Baptise Larseneur, expert associé éducation à l’Institut Montaigne, penche lui aussi pour une épreuve certifiante de mathématiques calquée sur le modèle du logiciel Pix qui permet déjà d’évaluer aujourd’hui les compétences numériques des élèves. "Cet outil mis en place par cette start-up d’Etat est à saluer. Les tests se déroulent de façon très fluide et sans pression sur des ordinateurs, au sein des établissements scolaires", explique ce spécialiste qui plaide, comme Pierre Mathiot ou le CSEN, pour une meilleure "culture commune en mathématiques". "Tout le monde devrait avoir les bases suffisantes pour, par exemple au moment des soldes, savoir ce que représente 20 % de 110 euros. Ou encore pour être capable de décrypter la posologie d’un médicament. Autant de questions qui se posent dans la vie courante", explique-t-il. Selon lui, ce devrait être tout l’enjeu de cette nouvelle épreuve dont les modalités restent à éclaircir. "Même si, bien évidemment, l’autre objectif absolu à poursuivre est d’avoir 15 % des élèves, voire plus, d’une génération affichant un très, très bon niveau car ce sont eux les ingénieurs de demain", ajoute Baptiste Larseneur.

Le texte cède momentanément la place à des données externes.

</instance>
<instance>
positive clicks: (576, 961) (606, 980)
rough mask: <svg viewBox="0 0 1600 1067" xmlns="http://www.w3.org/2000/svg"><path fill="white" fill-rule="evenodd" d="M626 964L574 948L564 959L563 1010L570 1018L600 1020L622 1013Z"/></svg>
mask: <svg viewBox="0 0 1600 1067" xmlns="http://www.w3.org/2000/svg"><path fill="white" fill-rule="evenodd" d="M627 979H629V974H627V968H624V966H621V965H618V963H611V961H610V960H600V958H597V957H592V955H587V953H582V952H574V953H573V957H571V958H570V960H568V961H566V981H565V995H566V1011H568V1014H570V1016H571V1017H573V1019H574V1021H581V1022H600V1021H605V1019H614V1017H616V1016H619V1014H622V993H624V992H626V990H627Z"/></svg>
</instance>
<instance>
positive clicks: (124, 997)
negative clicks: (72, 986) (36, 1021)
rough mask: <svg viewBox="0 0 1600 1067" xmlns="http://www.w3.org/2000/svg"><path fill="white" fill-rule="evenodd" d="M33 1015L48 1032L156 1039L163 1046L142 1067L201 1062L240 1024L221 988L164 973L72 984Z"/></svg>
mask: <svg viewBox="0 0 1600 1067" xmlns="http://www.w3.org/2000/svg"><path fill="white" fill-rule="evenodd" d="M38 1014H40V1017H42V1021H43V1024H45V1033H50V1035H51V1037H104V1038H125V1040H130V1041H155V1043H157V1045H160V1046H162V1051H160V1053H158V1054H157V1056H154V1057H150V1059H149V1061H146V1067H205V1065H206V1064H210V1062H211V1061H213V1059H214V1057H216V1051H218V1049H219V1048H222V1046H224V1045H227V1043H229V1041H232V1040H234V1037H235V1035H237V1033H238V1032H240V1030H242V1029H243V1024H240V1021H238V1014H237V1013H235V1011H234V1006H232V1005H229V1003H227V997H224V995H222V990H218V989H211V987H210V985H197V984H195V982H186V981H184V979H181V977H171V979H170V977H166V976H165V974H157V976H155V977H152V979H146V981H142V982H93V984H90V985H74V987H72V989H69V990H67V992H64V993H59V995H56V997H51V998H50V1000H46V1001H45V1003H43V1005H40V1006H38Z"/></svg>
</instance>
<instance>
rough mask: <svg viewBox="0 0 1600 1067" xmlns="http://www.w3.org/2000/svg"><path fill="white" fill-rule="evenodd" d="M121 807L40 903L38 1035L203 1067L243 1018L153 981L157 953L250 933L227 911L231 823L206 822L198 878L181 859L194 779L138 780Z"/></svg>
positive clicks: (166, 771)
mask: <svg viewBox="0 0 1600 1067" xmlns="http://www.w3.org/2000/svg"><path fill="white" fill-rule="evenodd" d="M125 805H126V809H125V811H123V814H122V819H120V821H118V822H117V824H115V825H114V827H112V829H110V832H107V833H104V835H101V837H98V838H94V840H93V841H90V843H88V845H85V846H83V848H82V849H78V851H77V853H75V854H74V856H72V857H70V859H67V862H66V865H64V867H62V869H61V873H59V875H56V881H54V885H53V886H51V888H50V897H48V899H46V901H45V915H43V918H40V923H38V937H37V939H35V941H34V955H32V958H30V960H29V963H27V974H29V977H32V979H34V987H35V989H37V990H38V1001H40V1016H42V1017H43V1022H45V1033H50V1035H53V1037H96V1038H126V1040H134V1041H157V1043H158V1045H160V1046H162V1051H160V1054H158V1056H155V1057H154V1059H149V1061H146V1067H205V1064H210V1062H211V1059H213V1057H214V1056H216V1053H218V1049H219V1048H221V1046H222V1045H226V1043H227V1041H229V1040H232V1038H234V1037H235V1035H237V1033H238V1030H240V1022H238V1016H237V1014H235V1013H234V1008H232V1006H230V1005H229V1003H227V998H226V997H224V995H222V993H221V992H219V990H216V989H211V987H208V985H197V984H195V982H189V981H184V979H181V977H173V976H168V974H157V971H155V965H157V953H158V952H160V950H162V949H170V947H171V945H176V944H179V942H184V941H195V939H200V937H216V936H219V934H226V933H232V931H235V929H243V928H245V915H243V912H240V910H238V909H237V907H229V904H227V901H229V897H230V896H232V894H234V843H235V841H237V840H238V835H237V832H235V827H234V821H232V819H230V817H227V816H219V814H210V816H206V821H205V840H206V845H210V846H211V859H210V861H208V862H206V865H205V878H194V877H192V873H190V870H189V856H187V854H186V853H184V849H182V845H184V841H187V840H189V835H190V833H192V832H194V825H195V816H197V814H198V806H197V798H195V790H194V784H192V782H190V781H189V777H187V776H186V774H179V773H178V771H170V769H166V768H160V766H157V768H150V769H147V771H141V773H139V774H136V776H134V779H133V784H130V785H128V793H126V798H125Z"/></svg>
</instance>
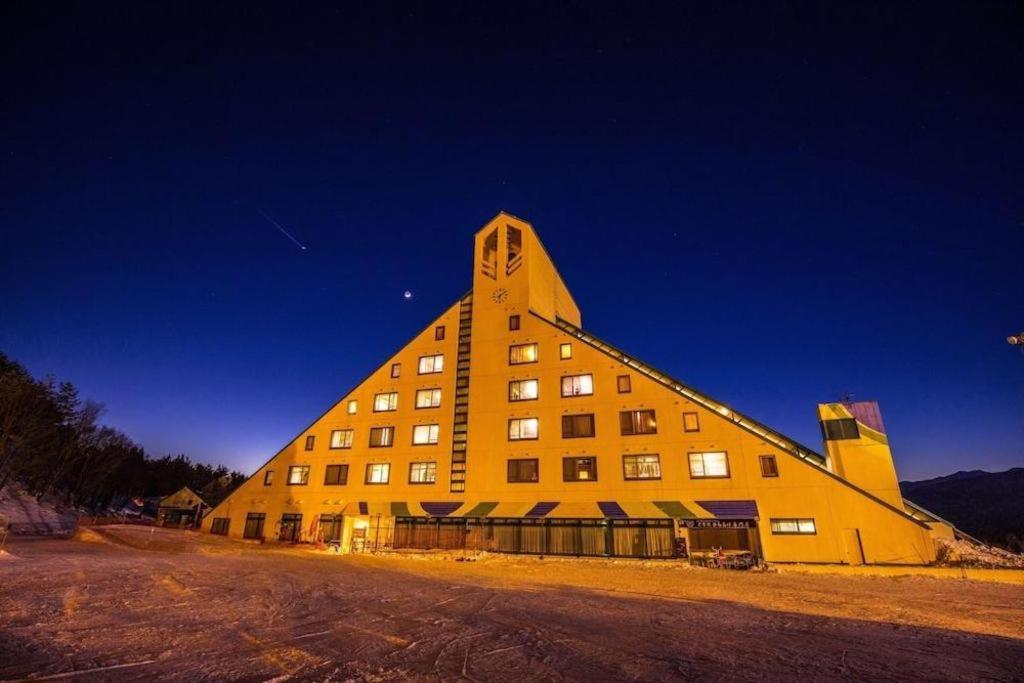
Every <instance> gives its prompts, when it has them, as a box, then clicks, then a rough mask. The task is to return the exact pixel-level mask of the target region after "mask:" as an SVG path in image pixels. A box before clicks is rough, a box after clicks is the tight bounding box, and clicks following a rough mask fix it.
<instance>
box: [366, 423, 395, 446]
mask: <svg viewBox="0 0 1024 683" xmlns="http://www.w3.org/2000/svg"><path fill="white" fill-rule="evenodd" d="M392 445H394V427H372V428H371V429H370V447H371V449H389V447H391V446H392Z"/></svg>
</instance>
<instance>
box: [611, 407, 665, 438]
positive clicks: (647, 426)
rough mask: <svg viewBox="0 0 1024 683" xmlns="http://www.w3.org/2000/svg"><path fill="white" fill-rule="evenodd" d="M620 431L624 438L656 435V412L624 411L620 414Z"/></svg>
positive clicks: (653, 411) (656, 431) (619, 427)
mask: <svg viewBox="0 0 1024 683" xmlns="http://www.w3.org/2000/svg"><path fill="white" fill-rule="evenodd" d="M618 431H620V433H621V434H622V435H623V436H632V435H635V434H656V433H657V420H656V419H655V418H654V411H623V412H621V413H620V414H618Z"/></svg>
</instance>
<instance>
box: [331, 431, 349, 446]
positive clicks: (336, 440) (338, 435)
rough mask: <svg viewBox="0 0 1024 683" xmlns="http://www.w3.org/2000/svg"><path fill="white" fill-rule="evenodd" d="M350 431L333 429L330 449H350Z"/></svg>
mask: <svg viewBox="0 0 1024 683" xmlns="http://www.w3.org/2000/svg"><path fill="white" fill-rule="evenodd" d="M352 433H353V432H352V430H351V429H335V430H333V431H332V432H331V447H332V449H336V450H337V449H351V447H352Z"/></svg>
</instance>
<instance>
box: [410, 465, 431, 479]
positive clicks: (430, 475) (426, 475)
mask: <svg viewBox="0 0 1024 683" xmlns="http://www.w3.org/2000/svg"><path fill="white" fill-rule="evenodd" d="M436 481H437V463H410V464H409V483H434V482H436Z"/></svg>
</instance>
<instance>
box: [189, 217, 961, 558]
mask: <svg viewBox="0 0 1024 683" xmlns="http://www.w3.org/2000/svg"><path fill="white" fill-rule="evenodd" d="M473 254H474V263H473V288H472V290H471V291H470V292H469V293H468V294H466V295H465V296H463V297H462V298H461V299H459V300H458V301H456V302H455V303H454V304H453V305H452V306H451V307H450V308H449V309H447V310H445V311H444V312H443V313H441V315H440V316H439V317H438V318H437V319H435V321H434V322H433V323H431V324H430V325H429V326H428V327H427V328H426V329H425V330H423V331H422V332H420V333H419V334H418V335H417V336H416V337H415V338H414V339H413V340H412V341H410V342H409V343H408V344H406V345H404V346H403V347H402V348H400V349H398V350H397V351H396V352H395V353H394V354H393V355H391V356H390V357H388V358H386V359H384V362H383V365H381V366H380V367H379V368H377V369H376V370H375V371H374V372H373V373H372V374H371V375H370V376H369V377H368V378H367V379H366V380H364V381H362V382H361V383H359V385H358V386H356V387H354V388H353V389H352V390H351V391H349V392H348V393H347V394H345V395H344V396H343V397H342V398H341V400H339V401H338V402H337V403H336V404H335V405H333V407H332V408H331V409H330V410H328V411H327V413H325V414H324V415H323V416H321V417H319V418H317V419H316V420H315V421H314V422H313V423H312V424H311V425H310V426H309V427H307V428H306V429H305V430H303V431H302V432H301V433H300V434H298V435H297V436H296V437H295V439H294V440H293V441H292V442H291V443H289V444H288V445H286V446H285V447H284V449H283V450H282V451H281V452H280V453H278V454H276V455H275V456H274V457H273V458H271V459H270V461H269V462H267V463H266V464H265V465H264V466H263V467H261V468H260V469H259V470H258V471H257V472H256V473H255V474H254V475H253V476H252V477H251V478H250V479H249V480H248V481H246V482H245V483H244V484H243V485H242V486H241V487H240V488H239V489H237V490H236V492H234V493H233V494H232V495H231V496H230V497H228V498H227V499H226V500H225V501H224V502H222V503H221V504H220V505H218V506H217V507H216V508H215V509H214V510H213V511H212V512H211V513H210V514H209V515H207V517H206V519H205V520H204V522H203V528H204V529H205V530H208V531H212V532H214V533H222V535H227V536H231V537H239V538H249V539H262V538H266V539H268V540H280V541H286V542H296V541H322V540H327V541H335V542H337V543H339V544H340V546H341V548H342V549H343V550H349V549H358V548H360V547H361V548H366V547H368V546H369V547H374V546H381V547H391V546H393V547H395V548H400V547H460V548H461V547H470V548H485V549H490V550H497V551H510V552H530V553H545V554H558V553H561V554H571V555H578V554H580V555H628V556H655V557H656V556H672V555H673V553H674V552H676V550H677V549H678V548H680V547H681V545H682V544H681V541H685V544H686V547H687V548H689V549H690V550H694V549H695V550H700V549H709V548H712V547H725V548H727V549H737V550H739V549H742V550H750V551H752V552H754V553H756V554H758V555H759V556H761V557H763V558H764V559H765V560H767V561H775V562H845V563H851V564H858V563H864V562H867V563H914V564H916V563H927V562H931V561H932V560H934V558H935V549H934V545H933V537H934V536H936V535H949V533H951V529H949V527H948V526H946V525H944V524H942V523H941V520H938V519H936V518H933V517H930V516H928V514H927V513H926V512H925V511H922V510H920V509H916V508H912V507H909V506H908V505H907V504H905V503H904V501H903V500H902V498H901V497H900V493H899V486H898V484H897V477H896V471H895V469H894V466H893V460H892V455H891V453H890V451H889V446H888V442H887V438H886V435H885V432H884V428H883V425H882V421H881V417H880V416H879V414H878V410H877V407H876V405H874V403H869V402H860V403H851V404H843V403H828V404H822V405H819V407H818V416H819V419H820V420H821V425H822V434H823V436H824V438H825V441H824V445H825V449H824V454H819V453H817V452H815V451H813V450H811V449H809V447H807V446H805V445H802V444H800V443H798V442H796V441H794V440H793V439H791V438H788V437H786V436H784V435H782V434H779V433H778V432H776V431H774V430H772V429H771V428H770V427H767V426H765V425H763V424H760V423H758V422H756V421H755V420H753V419H751V418H748V417H745V416H743V415H742V414H740V413H737V412H736V411H733V410H732V409H731V408H729V407H727V405H725V404H724V403H721V402H719V401H717V400H715V399H713V398H711V397H709V396H708V395H706V394H702V393H700V392H698V391H697V390H695V389H693V388H691V387H689V386H686V385H685V384H683V383H682V382H680V381H678V380H676V379H674V378H671V377H669V376H667V375H665V374H664V373H660V372H658V371H656V370H654V369H652V368H650V367H648V366H646V365H644V364H643V362H642V361H641V360H639V359H637V358H636V357H634V356H632V355H627V354H626V353H624V352H623V351H621V350H618V349H616V348H614V347H613V346H611V345H610V344H608V343H606V342H604V341H602V340H600V339H597V338H595V337H594V336H592V335H590V334H588V333H587V332H585V331H584V330H583V329H582V323H581V316H580V309H579V308H578V306H577V303H575V301H574V300H573V299H572V295H571V294H570V293H569V291H568V289H567V287H566V286H565V284H564V283H563V282H562V280H561V278H560V275H559V274H558V271H557V270H556V269H555V266H554V264H553V263H552V261H551V258H550V257H549V256H548V253H547V252H546V251H545V249H544V246H543V245H542V244H541V242H540V240H539V239H538V237H537V233H536V232H535V231H534V228H532V226H531V225H530V224H529V223H526V222H525V221H523V220H520V219H518V218H515V217H513V216H510V215H508V214H505V213H501V214H499V215H498V216H496V217H495V218H494V219H493V220H492V221H490V222H488V223H487V224H486V225H484V226H483V227H482V228H481V229H480V230H479V231H478V232H477V233H476V238H475V244H474V250H473Z"/></svg>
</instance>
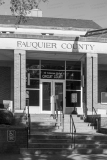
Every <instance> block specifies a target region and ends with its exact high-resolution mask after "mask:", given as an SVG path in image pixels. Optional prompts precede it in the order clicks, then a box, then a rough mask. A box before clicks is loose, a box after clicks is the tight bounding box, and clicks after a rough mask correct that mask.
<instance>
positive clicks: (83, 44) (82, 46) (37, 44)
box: [17, 41, 95, 51]
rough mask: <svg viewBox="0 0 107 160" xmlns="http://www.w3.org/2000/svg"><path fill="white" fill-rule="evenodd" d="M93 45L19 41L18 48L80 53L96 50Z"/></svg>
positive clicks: (48, 42)
mask: <svg viewBox="0 0 107 160" xmlns="http://www.w3.org/2000/svg"><path fill="white" fill-rule="evenodd" d="M94 46H95V45H93V44H88V43H87V44H86V43H79V42H78V43H77V42H63V41H62V42H61V41H60V42H45V41H44V42H43V41H34V42H30V41H17V47H18V48H25V49H29V48H32V49H36V50H40V49H42V50H43V49H51V50H56V49H59V50H60V49H61V50H72V51H79V50H85V51H88V50H91V51H93V50H94Z"/></svg>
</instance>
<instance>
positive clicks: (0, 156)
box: [0, 154, 107, 160]
mask: <svg viewBox="0 0 107 160" xmlns="http://www.w3.org/2000/svg"><path fill="white" fill-rule="evenodd" d="M0 160H107V155H101V154H94V155H93V154H92V155H80V154H73V155H72V156H59V155H58V156H48V155H46V156H45V155H44V156H43V155H42V156H34V155H26V156H25V155H24V156H22V155H20V154H0Z"/></svg>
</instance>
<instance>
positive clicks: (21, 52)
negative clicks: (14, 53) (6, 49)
mask: <svg viewBox="0 0 107 160" xmlns="http://www.w3.org/2000/svg"><path fill="white" fill-rule="evenodd" d="M14 53H15V54H26V50H21V49H15V50H14Z"/></svg>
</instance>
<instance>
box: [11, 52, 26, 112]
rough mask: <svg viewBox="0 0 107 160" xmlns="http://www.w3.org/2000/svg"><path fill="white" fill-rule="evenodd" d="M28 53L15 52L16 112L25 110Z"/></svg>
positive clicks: (14, 84)
mask: <svg viewBox="0 0 107 160" xmlns="http://www.w3.org/2000/svg"><path fill="white" fill-rule="evenodd" d="M25 100H26V51H24V50H14V110H23V109H24V107H25V105H26V104H25V103H26V101H25Z"/></svg>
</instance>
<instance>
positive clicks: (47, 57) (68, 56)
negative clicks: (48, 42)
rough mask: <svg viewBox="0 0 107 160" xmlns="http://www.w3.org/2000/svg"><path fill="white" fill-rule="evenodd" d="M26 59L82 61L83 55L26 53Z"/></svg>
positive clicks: (53, 52)
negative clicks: (75, 60)
mask: <svg viewBox="0 0 107 160" xmlns="http://www.w3.org/2000/svg"><path fill="white" fill-rule="evenodd" d="M26 58H27V59H53V60H76V61H81V60H82V61H83V60H84V58H85V54H84V53H81V54H80V53H67V52H44V51H41V52H40V51H39V52H37V51H36V52H32V51H29V52H27V55H26Z"/></svg>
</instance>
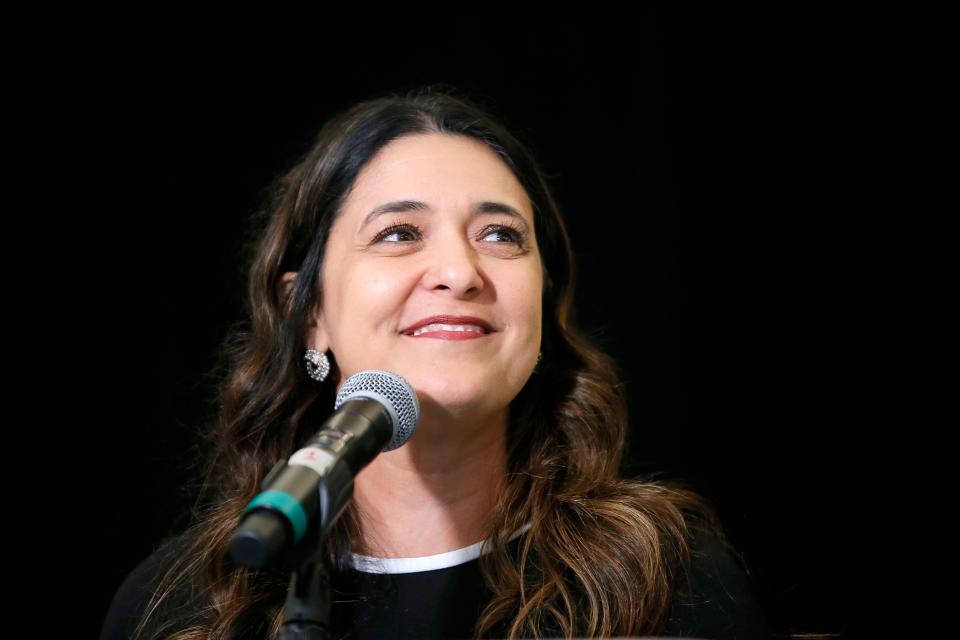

Dernier écueil mis en lumière par la dernière enquête Timss 2023 : les différences de niveau en mathématiques entre les filles et les garçons qui commencent à se creuser dès le milieu de CP. Le sujet tient particulièrement à cœur à la nouvelle ministre de l’Education nationale Elisabeth Borne. En mai 2024, près de quatre mois après son départ de Matignon, celle-ci avait rejoint Sistemic, un mouvement lancé pour augmenter la présence des femmes dans les filières scientifiques et technologiques. "C’est un enjeu pour l’égalité femmes-hommes mais aussi pour notre compétitivité et notre croissance", avait alors expliqué la polytechnicienne. Un dossier de plus qui l’attend sur son bureau de la rue de Grenelle.